How to select reference sites for long-term agricultural experiments: A data-driven approach
Autoren: Nishita Thakur, Marco Donat, Sonoko Bellingrath-Kimura, Wiebke Niether, Andreas Gattinger, Deise Aline Knob, Eva-Maria L. Minarsch, Philipp Weckenbrock, Franz Schulz, Lutz Breuer, Suzanne Jacobs, John Clifton-Brown, Karolina Golicz
DAKIS | 12.2025
Measuring the effects of land use changes such as agroforestry, photovoltaics or afforestation, on environmental variables poses an ongoing challenge for scientists. These difficulties stem from the long time frame for changes to manifest and the difficulty in isolating pre-existing site conditions from land use change effects.. This study addresses the key issue of reference site selection, which is often oversimplified to relying on spatially proximate but potentially heterogeneous neighbouring fields.. Advances in high-resolution spatial and temporal environmental data provide opportunities to enhance the robustness of land use change studies by enabling the identification of statistically comparable reference sites across the landscape, rather than relying on fixed, proximal references.
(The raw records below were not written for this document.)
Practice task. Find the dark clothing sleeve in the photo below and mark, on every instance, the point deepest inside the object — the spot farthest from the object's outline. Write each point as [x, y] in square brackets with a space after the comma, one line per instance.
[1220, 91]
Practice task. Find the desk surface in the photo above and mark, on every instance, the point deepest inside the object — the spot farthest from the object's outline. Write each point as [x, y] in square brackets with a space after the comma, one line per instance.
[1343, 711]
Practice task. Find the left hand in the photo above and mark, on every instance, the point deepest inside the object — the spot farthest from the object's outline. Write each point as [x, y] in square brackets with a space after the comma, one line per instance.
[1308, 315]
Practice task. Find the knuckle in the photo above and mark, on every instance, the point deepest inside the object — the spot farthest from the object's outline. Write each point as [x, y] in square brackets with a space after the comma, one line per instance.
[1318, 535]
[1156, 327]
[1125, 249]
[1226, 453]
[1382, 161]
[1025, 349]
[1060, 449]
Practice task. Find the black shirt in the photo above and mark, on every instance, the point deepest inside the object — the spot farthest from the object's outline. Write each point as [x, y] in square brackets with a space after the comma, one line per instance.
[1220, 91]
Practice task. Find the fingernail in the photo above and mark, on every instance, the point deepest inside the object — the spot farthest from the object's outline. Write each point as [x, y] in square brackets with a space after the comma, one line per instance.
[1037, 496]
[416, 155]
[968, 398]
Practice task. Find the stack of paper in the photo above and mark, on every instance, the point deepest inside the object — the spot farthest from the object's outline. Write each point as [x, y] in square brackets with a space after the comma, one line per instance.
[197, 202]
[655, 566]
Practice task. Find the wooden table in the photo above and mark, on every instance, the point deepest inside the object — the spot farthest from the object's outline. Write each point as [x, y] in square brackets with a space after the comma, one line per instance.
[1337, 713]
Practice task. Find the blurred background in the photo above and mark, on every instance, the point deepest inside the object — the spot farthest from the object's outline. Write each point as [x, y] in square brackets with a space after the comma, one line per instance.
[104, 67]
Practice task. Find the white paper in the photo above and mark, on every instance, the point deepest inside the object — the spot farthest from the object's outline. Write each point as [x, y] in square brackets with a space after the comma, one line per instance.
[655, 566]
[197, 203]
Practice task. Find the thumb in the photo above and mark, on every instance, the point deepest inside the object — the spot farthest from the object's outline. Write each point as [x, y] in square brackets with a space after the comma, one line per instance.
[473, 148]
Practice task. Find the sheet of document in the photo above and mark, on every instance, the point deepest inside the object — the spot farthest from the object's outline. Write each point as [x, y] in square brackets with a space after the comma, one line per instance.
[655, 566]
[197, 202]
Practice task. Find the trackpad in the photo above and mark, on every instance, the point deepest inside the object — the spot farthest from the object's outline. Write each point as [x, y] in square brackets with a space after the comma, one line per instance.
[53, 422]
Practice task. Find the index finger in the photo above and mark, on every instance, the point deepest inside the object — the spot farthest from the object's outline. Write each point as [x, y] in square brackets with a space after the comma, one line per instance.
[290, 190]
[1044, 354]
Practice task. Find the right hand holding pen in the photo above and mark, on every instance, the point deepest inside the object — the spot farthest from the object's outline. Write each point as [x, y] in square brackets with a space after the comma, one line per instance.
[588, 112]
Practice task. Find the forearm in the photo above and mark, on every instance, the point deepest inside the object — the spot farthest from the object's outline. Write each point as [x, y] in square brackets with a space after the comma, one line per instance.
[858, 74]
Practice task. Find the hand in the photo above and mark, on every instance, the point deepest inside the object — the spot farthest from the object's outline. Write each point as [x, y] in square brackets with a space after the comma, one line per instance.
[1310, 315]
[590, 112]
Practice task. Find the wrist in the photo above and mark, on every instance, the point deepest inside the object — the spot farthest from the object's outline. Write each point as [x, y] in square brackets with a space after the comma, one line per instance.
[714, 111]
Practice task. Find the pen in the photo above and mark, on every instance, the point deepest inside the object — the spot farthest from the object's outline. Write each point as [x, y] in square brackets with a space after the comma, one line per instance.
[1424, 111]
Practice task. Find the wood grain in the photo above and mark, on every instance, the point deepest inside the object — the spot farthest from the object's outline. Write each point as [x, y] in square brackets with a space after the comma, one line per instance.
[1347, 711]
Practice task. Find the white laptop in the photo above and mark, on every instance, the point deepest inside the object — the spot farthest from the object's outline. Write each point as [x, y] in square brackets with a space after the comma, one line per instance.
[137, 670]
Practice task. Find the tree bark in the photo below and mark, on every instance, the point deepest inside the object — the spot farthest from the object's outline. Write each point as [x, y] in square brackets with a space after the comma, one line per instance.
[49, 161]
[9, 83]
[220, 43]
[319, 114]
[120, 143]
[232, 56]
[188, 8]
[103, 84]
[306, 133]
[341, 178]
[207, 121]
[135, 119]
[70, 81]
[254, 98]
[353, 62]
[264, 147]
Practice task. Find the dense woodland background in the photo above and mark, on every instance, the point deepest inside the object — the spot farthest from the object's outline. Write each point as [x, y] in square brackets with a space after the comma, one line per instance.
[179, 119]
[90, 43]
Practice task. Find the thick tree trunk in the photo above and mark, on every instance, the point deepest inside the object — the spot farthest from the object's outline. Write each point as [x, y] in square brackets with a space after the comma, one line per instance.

The aim of this study was to develop a generalizable and easy-to-implement approach for the identification of potential reference sites, based on matching site conditions. Using 12 variables across three key categories—agronomic, topographic, and edaphic (soil)—we evaluated six fields (totalling 42.7 ha) to identify locations most comparable to a set of ad-hoc experimental plots located in a case-study agroforestry field (3.5 ha). High-resolution maps (3 × 3 m) were generated using state-of-the-art satellite imagery and data from a proximal multi-sensor platform. Geographically weighted principal component analysis (GWPCA) combined with K-means clustering stratified the fields and identified areas most similar to the experimental plots, demonstrating the methodology. Within individual fields, we identified specific areas that closely matched the target conditions of the investigated plots, optimizing the selection of reference sites for future sampling. Results showed that the fields nearest to the case-study field exhibited the highest similarity, as expected based on the Tobler’s proximity law and that the soil data generated from a proximal multi-sensor platform had limited impact on the selection. This approach, supported by open-access, well-documented Python code, is designed to be flexible and easily adapted to various research needs.